Alhamdulillah, metode guyurponik ini menunjukkan kecepatan tumbuh sayuran yang tidak kalah cepat dibandingkan dengan metode hidroponik dengan air. Yaa ada kelambatan sedikit sih tapi gak terlalu signifikan kok. Ohya sebelumnya harus dijelaskan dulu bahwa berkebun hidroponik tidak selalu berarti harus menggunakan media air. Hidroponik secara luas digunakan sebagai terminologi berkebun tanpa media tanah atau soiless, dengan pemberian nutrisi untuk tanaman dalam bentuk cairan yang sudah diracik dan disesuaikan kebutuhannya untuk tiap tanaman. Sehingga teknik berkebun dengan menggunakan peat moss, coco peat, sabut kelapa, sekam bakar, sekam padi, serbuk gergaji dan lainnya asalkan bukan tanah, maka tetap bisa disebut sebagai hidroponik.

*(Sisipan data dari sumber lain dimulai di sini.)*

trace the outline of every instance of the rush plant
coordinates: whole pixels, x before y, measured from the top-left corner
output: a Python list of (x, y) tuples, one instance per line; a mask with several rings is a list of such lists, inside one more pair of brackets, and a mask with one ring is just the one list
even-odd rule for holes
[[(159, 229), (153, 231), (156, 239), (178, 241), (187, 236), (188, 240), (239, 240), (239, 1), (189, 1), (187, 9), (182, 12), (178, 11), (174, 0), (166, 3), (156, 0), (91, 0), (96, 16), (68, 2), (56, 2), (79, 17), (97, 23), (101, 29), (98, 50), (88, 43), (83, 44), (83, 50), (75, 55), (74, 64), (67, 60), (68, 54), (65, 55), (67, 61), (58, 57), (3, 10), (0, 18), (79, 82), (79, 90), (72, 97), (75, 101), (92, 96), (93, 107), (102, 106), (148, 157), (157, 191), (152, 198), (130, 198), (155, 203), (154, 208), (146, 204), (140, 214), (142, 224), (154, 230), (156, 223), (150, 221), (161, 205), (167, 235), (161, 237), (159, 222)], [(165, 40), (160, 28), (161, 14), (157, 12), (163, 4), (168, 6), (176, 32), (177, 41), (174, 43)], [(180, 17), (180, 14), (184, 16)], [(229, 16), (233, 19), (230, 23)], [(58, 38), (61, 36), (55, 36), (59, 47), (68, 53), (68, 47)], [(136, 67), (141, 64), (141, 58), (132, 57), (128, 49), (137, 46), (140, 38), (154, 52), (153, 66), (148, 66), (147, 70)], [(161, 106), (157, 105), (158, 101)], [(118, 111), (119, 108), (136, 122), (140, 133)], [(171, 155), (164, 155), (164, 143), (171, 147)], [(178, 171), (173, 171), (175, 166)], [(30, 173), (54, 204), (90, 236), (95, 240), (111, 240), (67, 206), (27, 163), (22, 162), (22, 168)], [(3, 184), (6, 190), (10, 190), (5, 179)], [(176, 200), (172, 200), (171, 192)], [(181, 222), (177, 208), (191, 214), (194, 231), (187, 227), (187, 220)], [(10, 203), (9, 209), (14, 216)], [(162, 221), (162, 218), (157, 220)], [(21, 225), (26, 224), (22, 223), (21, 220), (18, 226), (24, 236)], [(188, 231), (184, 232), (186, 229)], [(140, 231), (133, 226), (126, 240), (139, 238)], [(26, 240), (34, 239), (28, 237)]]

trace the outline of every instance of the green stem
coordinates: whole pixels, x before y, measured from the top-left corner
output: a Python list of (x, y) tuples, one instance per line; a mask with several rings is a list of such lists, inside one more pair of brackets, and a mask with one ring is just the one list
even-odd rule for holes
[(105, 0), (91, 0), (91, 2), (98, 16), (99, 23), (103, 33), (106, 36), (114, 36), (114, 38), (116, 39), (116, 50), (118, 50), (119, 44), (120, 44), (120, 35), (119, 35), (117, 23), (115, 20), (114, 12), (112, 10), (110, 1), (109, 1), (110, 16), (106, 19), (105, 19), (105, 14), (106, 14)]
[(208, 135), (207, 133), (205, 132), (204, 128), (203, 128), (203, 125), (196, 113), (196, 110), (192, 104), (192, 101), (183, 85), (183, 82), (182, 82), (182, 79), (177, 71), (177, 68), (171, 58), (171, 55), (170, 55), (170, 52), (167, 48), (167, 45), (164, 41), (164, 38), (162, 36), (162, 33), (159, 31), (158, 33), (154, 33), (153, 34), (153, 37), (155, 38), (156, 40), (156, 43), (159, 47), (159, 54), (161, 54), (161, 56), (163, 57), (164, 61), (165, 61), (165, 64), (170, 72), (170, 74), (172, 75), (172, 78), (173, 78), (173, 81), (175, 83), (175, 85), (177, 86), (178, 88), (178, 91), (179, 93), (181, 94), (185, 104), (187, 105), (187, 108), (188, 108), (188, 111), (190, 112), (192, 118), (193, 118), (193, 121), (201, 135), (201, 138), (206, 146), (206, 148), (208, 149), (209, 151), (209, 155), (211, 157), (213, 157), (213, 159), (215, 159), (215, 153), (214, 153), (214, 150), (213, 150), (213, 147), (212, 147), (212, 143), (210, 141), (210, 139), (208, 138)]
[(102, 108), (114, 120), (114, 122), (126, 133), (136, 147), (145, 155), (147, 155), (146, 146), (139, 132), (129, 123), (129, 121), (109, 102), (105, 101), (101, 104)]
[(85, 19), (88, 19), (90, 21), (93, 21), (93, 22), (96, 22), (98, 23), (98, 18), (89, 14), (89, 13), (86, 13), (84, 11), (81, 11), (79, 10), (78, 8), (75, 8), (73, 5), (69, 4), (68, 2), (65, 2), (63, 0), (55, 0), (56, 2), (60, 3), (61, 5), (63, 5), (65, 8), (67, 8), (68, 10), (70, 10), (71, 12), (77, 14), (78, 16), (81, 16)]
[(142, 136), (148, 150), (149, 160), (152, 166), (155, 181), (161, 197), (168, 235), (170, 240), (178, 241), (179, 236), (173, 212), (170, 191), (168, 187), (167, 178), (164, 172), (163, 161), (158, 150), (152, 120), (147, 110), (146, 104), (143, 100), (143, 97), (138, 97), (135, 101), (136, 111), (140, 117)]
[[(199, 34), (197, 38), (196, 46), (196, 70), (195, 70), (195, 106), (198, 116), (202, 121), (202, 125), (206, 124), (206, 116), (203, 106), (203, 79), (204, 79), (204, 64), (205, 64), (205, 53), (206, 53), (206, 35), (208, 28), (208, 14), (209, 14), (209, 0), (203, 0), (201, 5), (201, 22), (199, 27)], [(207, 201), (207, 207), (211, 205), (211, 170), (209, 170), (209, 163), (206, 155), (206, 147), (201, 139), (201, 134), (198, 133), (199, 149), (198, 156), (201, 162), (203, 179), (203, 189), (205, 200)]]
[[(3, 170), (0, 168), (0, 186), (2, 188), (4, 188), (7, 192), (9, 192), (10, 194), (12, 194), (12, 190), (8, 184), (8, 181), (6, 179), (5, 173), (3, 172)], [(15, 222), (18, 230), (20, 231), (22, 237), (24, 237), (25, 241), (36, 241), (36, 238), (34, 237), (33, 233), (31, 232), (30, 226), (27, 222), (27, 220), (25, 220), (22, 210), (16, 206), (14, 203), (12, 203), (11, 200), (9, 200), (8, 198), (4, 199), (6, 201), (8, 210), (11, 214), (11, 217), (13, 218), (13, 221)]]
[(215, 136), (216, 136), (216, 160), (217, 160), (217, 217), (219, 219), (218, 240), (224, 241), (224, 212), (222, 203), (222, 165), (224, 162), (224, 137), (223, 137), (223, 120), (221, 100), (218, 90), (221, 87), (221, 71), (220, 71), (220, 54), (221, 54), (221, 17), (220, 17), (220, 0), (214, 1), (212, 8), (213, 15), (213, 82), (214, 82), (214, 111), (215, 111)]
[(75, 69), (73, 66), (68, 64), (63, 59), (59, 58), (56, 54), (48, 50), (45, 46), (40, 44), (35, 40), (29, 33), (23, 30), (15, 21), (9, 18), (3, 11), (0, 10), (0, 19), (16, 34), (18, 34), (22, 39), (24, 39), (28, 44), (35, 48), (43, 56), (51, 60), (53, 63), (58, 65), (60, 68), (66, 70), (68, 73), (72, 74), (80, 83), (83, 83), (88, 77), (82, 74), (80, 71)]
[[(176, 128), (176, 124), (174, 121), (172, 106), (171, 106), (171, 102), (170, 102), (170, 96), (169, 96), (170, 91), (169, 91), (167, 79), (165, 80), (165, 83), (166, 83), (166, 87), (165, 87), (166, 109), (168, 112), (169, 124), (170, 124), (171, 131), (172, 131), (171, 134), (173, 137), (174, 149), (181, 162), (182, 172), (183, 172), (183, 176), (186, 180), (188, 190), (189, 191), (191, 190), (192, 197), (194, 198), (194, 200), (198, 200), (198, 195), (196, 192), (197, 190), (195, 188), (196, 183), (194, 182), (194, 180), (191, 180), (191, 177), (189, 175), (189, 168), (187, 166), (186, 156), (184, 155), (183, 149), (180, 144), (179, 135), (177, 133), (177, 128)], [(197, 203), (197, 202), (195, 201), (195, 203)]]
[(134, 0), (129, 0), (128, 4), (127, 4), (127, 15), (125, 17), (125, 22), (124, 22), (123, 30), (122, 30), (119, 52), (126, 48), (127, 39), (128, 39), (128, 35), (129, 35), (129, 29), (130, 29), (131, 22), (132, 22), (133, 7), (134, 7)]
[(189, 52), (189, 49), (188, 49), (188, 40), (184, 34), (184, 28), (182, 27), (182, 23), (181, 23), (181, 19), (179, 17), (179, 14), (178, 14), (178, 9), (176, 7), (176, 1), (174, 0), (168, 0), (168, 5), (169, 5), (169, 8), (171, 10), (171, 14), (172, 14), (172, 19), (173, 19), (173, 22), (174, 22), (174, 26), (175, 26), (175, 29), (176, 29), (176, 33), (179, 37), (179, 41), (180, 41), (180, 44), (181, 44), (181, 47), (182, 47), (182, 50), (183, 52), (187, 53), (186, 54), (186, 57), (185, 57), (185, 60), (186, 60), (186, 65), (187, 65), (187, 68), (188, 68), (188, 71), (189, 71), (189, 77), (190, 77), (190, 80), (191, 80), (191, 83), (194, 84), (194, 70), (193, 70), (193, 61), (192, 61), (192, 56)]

BACA:  Yuk Buat Scrub Kopi Untuk Kurangi Selulit Pada Kulit
Tomat Cherry Berbuah Lebat dengan Guyurponik

Selain sayur-sayuran daun, saya juga menanam aneka cabe, tomat cherry dan terong yang jelas-jelas tidak bisa masuk ke set Hidroponik DFT saya. Hasil buahnya sangat memuaskan dan lebih mudah diurus daripada harus men-setup sistem dutch bucket untuk jenis tanaman yang tingginya bisa lebih dari 30 cm dan bertajuk lebar seperti terong dan cabe ini. Sementara untuk sayur-sayuran daun, saya masih lebih memilih metode hidroponik DFT dan NFT yang kecepatan tumbuhnya memang jauh lebih cepat.

Kesimpulan saya metode Guyurponik adalah metode bertanam yang menurut saya paling mudah dan cukup efektif dalam menghasilkan sayur-sayuran daun dan sayur-sayuran buah seperti tomat dan cabe. Dengan guyurponik, terong terus-menerus berbuah tanpa henti, belum tahu nih sampai kapan si terong hidup dan terus berbuah. Sampai tulisan ini dibuat, umur terong sudah setahun. Sementara tomat cherry pun berbuah dengan lebatnya sampai akhirnya ia mencapai batas umurnya dan perlahan mati.

Akhirnya balkon lantai dua rumah saya pun kembali semarak dengan aneka sayuran daun dan sayuran buah yang tumbuh dengan subur, tanpa saya harus kuatir terjadinya ledakan populasi milipedes dan centipedes seperti dulu.